Davidson Breakdown if eigenpairs converged in pre-loop cycle
Describe the bug
Description
Efforts are made to make eigensolver an independent module.
After conducting an investigation and testing, I've encountered an issue with the diag_once function where the orthogonalization process is not performed correctly under specific conditions. Here are the details of my findings (when running tests on small problems, like dimension=10):
diago_david.cpp:1004: void hsolver::DiagoDavid<T, Device>::SchmidtOrth(const int&, int, int, const T*, T*, int, int) [with T = std::complex<double>; Device = base_device::DEVICE_CPU]: Assertion `psi_norm > 0.0' failed.
In the diag_once main loop, if an exact solution is obtained during the first iteration before the main loop, the residual block becomes zero.
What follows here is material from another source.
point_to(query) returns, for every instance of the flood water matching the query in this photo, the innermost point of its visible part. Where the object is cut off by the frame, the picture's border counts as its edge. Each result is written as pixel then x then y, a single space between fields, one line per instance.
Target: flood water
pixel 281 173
As a result, the subsequent orthogonalization process does not proceed as expected. This could potentially lead to incorrect results or a halt in the iterative process.
This is how current davidson code proceeds:
// first cycle before the loop
// eigenpairs are updated once here before entering main loop
...
hpsi_func(this->hpsi, basis, nbase_x, dim, 0, nband - 1);
this->cal_elem(dim, nbase, nbase_x, this->notconv, this->hpsi, this->spsi, this->hcc, this->scc);
this->diag_zhegvx(nbase, nband, this->hcc, this->scc, nbase_x, this->eigenvalue, this->vcc);
for (int m = 0; m < nband; m++)
{
eigenvalue_in[m] = this->eigenvalue[m];
}
ModuleBase::timer::tick("DiagoDavid", "first");
// below starts the main loop
int dav_iter = 0;
do
{
dav_iter++;
this->cal_grad(hpsi_func,
spsi_func,
dim,
nbase,
nbase_x,
this->notconv,
this->hpsi,
this->spsi,
this->vcc,
unconv.data(),
this->eigenvalue);
this->cal_elem(dim, nbase, nbase_x, this->notconv, this->hpsi, this->spsi, this->hcc, this->scc);
this->diag_zhegvx(nbase, nband, this->hcc, this->scc, nbase_x, this->eigenvalue, this->vcc);
// check convergence and update eigenvalues
ModuleBase::timer::tick("DiagoDavid", "check_update");
this->notconv = 0;
for (int m = 0; m < nband; m++)
{
convflag[m] = (std::abs(this->eigenvalue[m] - eigenvalue_in[m]) < david_diag_thr);
if (!convflag[m])
{
unconv[this->notconv] = m;
this->notconv++;
}
eigenvalue_in[m] = this->eigenvalue[m];
}
ModuleBase::timer::tick("DiagoDavid", "check_update");
if (!this->notconv || (nbase + this->notconv > nbase_x)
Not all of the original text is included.